While there has been shown and described what is considered preferred and alternative embodiments of the invention, it is understood that various other modifications may be made therein. For example, although babbitt metal is generally preferred as the inner layer or bearing surface of a trimetallic bearing according to the invention, it will be apparent that other metals, such as alloys of aluminum, possessing good bearing properties (e.g., low coefficient of friction) may be utilized instead. It is intended to claim all such modifications which fall within the true spirit and scope of the present invention.

Claims

1. In a flood lubricated bearing associated with a rotatable shaft, a load-bearing element for minimizing localized peak temperatures, comprising:

an inner metallic layer having a bearing face for carrying a mechanical load transmitted from an adjacent portion of said shaft to said bearing face through an intervening lubricant film;

an outer metallic layer; and

an intermediate metallic layer having higher thermal conductivity than both said inner and outer layer, respectively, said intermediate layer sandwiched between and metallurgically bonded to said inner and said outer layer and effective to maintain a substantially even temperature distribution throughout said inner layer, wherein said outer metallic layer has greater structural rigidity than both said inner and intermediate layer, respectively.
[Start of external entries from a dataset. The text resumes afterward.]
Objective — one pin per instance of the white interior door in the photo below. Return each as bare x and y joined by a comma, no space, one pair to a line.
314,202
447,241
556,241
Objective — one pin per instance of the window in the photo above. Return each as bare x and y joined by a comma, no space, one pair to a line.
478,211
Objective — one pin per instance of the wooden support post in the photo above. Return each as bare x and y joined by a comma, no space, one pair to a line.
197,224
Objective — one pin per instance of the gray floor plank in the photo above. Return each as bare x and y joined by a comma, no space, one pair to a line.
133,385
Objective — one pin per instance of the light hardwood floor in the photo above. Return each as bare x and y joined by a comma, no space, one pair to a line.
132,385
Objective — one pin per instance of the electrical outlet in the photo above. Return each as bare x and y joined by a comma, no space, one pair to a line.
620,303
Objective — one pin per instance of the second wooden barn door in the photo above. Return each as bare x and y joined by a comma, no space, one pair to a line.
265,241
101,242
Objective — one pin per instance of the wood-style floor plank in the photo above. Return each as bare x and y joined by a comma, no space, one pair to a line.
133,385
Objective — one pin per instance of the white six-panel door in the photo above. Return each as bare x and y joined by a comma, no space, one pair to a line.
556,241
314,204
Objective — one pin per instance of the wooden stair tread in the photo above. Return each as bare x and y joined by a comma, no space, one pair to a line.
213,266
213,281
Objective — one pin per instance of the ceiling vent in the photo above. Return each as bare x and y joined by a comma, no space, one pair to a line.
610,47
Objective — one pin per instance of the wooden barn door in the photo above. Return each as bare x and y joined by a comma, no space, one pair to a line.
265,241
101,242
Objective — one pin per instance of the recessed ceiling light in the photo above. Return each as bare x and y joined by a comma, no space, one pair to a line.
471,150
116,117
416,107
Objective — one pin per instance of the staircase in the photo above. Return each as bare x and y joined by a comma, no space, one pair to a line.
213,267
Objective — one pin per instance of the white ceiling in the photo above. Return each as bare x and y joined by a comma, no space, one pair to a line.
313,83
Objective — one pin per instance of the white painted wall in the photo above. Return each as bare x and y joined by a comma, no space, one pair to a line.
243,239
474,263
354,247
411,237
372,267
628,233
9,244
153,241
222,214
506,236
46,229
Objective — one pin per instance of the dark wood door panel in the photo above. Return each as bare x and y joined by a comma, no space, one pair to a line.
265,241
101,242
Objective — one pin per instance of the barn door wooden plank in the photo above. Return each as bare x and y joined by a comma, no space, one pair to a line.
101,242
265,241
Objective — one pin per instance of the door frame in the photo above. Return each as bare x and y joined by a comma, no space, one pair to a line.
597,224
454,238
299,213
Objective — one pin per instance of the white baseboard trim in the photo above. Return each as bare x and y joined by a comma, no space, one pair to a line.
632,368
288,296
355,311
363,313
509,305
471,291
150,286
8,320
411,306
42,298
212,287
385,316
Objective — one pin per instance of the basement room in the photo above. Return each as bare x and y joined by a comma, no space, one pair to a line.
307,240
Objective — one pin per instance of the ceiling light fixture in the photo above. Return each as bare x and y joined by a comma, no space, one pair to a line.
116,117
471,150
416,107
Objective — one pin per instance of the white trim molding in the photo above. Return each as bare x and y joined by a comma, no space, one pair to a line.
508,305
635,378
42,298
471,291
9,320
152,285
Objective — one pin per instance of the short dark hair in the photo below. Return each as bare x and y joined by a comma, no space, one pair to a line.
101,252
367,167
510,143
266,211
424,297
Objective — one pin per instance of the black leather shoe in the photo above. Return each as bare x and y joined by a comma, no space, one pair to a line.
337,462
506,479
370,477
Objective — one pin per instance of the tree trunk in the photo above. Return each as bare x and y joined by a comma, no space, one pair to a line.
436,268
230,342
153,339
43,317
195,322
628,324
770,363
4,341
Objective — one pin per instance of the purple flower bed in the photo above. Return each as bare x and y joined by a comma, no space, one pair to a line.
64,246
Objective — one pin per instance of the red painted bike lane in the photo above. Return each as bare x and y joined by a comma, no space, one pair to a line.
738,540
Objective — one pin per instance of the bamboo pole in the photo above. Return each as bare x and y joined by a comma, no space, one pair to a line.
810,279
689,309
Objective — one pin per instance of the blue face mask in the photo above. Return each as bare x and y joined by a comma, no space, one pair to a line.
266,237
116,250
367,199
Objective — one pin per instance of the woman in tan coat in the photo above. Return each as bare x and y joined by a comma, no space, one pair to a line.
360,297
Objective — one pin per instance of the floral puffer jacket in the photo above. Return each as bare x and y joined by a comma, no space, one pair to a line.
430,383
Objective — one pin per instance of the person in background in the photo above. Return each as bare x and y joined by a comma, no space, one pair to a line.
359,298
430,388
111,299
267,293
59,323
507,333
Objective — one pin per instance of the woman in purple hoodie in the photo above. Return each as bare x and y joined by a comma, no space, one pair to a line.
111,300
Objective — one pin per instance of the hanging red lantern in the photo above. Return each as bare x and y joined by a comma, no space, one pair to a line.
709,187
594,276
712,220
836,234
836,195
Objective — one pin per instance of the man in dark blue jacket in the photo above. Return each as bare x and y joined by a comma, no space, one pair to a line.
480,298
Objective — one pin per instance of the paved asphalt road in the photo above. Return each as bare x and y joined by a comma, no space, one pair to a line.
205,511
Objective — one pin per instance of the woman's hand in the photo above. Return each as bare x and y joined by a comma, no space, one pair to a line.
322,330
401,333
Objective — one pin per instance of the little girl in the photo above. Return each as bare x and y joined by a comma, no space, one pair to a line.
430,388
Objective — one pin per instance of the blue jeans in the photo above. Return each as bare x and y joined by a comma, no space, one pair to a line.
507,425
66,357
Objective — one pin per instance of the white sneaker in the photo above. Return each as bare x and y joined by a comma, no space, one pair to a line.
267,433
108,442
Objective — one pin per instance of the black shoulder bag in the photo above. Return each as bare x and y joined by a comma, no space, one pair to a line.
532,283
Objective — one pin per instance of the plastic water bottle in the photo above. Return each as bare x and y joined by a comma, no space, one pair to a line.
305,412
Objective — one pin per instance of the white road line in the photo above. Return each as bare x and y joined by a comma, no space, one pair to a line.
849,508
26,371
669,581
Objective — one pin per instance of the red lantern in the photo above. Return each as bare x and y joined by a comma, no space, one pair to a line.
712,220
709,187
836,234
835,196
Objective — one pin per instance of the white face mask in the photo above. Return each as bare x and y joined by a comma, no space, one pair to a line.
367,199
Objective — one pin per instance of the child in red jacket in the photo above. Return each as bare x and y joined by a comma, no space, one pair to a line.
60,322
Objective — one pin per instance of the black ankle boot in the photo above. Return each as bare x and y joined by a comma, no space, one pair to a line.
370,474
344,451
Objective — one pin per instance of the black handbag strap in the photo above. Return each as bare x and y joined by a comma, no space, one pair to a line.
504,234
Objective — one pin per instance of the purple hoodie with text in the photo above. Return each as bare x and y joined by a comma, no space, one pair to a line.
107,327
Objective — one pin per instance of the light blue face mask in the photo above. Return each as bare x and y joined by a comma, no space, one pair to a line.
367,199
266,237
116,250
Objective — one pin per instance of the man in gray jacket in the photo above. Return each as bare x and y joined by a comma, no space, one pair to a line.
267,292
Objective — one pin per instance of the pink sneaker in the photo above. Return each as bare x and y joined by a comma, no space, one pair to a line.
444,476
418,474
2. A load-bearing element as in claim 1 wherein said inner layer is selected from the group consisting of alloys of aluminum and babbitt metal, said outer layer is steel, and said intermediate layer is selected from the group consisting of copper and copper alloy.

3. A load-bearing element as in claim 1 or 2 wherein the thickness of said inner layer is less than the thickness of said intermediate layer and the thickness of said intermediate layer is less than the thickness of said outer layer.

4. A shaft load-bearing element according to claim 3 wherein such load-bearing element is fabricated as a pivoted shoe for use in a journal bearing.

5. A shaft load-bearing element according to claim 3 wherein such load-bearing element is fabricated as a tilting thrust pad for a thrust bearing.

6. A flood lubricated bearing for a rotatable shaft, said bearing effective for minimizing localized peak temperatures, comprising:

an inner layer of bearing having a bearing surface for carrying a mechanical load transmitted from an adjacent portion of said shaft to said bearing surface through an intervening lubricant film;

an outer layer of metal; and

an intermediate layer of metal sandwiched between said inner and said outer layer, said intermediate layer effective to maintain a substantially even temperature distribution throughout said inner layer, and said intermediate layer having a higher thermal conductivity than both said inner and said outer layer, respectively, wherein said outer metallic layer has greater structural rigidity than both said inner and intermediate layer, respectively.

7. A bearing as in claim 6 wherein said outer layer is thicker than said intermediate layer and said intermediate layer is thicker than said inner layer.

8. A bearing as in claim 7 wherein said inner layer is selected from the group consisting of alloys of aluminum and babbit metal, said outer layer is steel, and said intermediate layer is selected from the group consisting of copper and copper alloy.

9. A bearing as in claim 6 wherein said intermediate layer is metallurgically bonded to said inner and outer layers.